- Twierdzenie, że szybki wzrost liczby samochodów elektrycznych doprowadzi do załamania popytu na ropę, nie znajduje uzasadnienia w podstawowych danych - nawet gdyby ten wzrost był naprawdę dynamiczny - wyjaśnia Dale. - Nawet zakładając, że sprzedaż samochodów z silnikami spalinowymi zostanie zakazana oraz zostaną wprowadzone wyśrubowane standardy sprawności, zapotrzebowanie na ropę w 2040 r. nadal przewyższy obecny poziom.
Zapotrzebowanie na energię w sektorze przemysłowym, w tym zarówno popyt na paliwa do spalania jak i paliwa do innych celów, wygeneruje około połowy wzrostu zużycia energii.

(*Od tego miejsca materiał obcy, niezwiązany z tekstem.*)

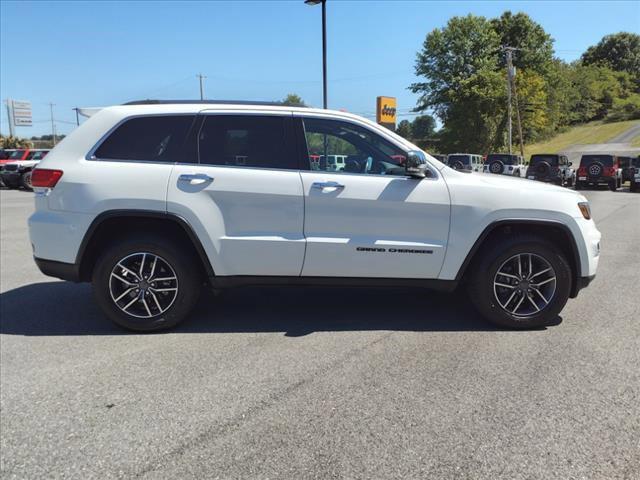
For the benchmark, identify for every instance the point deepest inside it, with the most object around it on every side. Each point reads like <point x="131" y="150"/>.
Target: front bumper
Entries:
<point x="64" y="271"/>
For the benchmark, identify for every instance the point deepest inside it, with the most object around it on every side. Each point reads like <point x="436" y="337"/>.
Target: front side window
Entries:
<point x="337" y="146"/>
<point x="256" y="141"/>
<point x="151" y="138"/>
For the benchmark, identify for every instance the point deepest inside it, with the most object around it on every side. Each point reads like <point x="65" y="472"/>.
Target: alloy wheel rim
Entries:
<point x="524" y="285"/>
<point x="143" y="285"/>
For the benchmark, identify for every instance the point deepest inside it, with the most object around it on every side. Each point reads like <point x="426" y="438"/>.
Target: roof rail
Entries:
<point x="214" y="102"/>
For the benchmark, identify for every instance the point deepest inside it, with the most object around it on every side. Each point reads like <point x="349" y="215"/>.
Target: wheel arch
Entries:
<point x="559" y="233"/>
<point x="104" y="229"/>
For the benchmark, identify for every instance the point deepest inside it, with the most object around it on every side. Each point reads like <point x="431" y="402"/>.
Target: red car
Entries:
<point x="19" y="154"/>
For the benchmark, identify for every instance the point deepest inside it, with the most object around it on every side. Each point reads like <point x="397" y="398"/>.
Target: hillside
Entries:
<point x="589" y="133"/>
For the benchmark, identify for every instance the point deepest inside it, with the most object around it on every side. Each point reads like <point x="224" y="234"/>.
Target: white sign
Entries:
<point x="21" y="112"/>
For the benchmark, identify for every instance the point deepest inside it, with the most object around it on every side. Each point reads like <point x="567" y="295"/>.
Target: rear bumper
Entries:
<point x="64" y="271"/>
<point x="582" y="282"/>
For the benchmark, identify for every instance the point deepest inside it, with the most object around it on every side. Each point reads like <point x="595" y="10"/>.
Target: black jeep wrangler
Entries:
<point x="627" y="169"/>
<point x="550" y="167"/>
<point x="599" y="169"/>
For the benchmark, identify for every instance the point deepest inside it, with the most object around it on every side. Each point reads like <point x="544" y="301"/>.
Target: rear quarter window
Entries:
<point x="151" y="138"/>
<point x="606" y="160"/>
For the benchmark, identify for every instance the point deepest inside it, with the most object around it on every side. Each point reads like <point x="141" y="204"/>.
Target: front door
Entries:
<point x="369" y="219"/>
<point x="244" y="196"/>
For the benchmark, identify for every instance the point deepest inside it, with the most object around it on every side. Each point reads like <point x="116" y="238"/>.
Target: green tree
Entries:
<point x="404" y="129"/>
<point x="620" y="52"/>
<point x="451" y="55"/>
<point x="534" y="44"/>
<point x="293" y="100"/>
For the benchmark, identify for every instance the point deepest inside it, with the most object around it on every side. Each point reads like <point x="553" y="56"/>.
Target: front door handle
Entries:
<point x="195" y="178"/>
<point x="323" y="185"/>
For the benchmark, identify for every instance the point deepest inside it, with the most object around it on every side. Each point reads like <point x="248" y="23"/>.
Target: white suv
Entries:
<point x="150" y="201"/>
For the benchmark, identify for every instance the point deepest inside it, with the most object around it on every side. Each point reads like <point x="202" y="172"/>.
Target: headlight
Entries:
<point x="585" y="210"/>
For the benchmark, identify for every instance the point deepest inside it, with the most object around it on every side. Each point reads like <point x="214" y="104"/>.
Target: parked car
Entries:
<point x="18" y="173"/>
<point x="465" y="162"/>
<point x="599" y="169"/>
<point x="199" y="217"/>
<point x="16" y="154"/>
<point x="634" y="180"/>
<point x="505" y="164"/>
<point x="626" y="166"/>
<point x="553" y="168"/>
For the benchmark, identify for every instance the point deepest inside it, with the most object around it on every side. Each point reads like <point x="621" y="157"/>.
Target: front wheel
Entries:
<point x="146" y="283"/>
<point x="521" y="282"/>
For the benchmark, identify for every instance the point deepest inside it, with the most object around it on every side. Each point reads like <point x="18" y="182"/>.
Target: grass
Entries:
<point x="594" y="132"/>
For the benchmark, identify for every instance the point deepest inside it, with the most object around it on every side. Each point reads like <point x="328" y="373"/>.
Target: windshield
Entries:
<point x="506" y="159"/>
<point x="606" y="160"/>
<point x="16" y="155"/>
<point x="550" y="159"/>
<point x="464" y="159"/>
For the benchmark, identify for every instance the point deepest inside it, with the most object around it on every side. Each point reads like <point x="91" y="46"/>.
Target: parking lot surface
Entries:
<point x="321" y="382"/>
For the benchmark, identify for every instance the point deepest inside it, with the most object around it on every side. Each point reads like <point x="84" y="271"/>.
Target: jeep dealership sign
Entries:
<point x="21" y="113"/>
<point x="386" y="112"/>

Wyższa efektywność spowoduje zahamowanie wzrostu popytu na energię w sektorze przemysłowym (z wyłączeniem sektora użycia paliw do innych celów niż spalanie), na co w dużym stopniu wpłynie zwracanie się Chin w stronę mniej energochłonnych sektorów usług oraz towarów konsumenckich. Część spowolnienia wzrostu w Chinach zostanie prawdopodobnie zrekompensowana przez wzrosty w krajach o niższych dochodach, np. Indie i kraje afrykańskie.
Wykorzystanie paliw w innym celu niż spalanie, w tym zwłaszcza, jako surowiec do produkcji wyrobów petrochemicznych, to najszybciej rosnące źródło zapotrzebowania na ropę i gaz. Udział tego sposobu wykorzystania paliw rośnie dwukrotnie szybciej niż udziały innych gałęzi przemysłu, choć coraz intensywniejsze naciski pro-ekologiczne, aby zmniejszyć zużycie niektórych wyrobów, np. jednorazowych opakowań i produktów plastikowych, dość silnie ograniczają wzrost w porównaniu z trendami z przeszłości. Ropa generuje prawie dwie trzecie wzrostu zużycia energii do innych celów niż spalanie, a gaz ziemny odpowiada za większą część pozostałego wzrostu.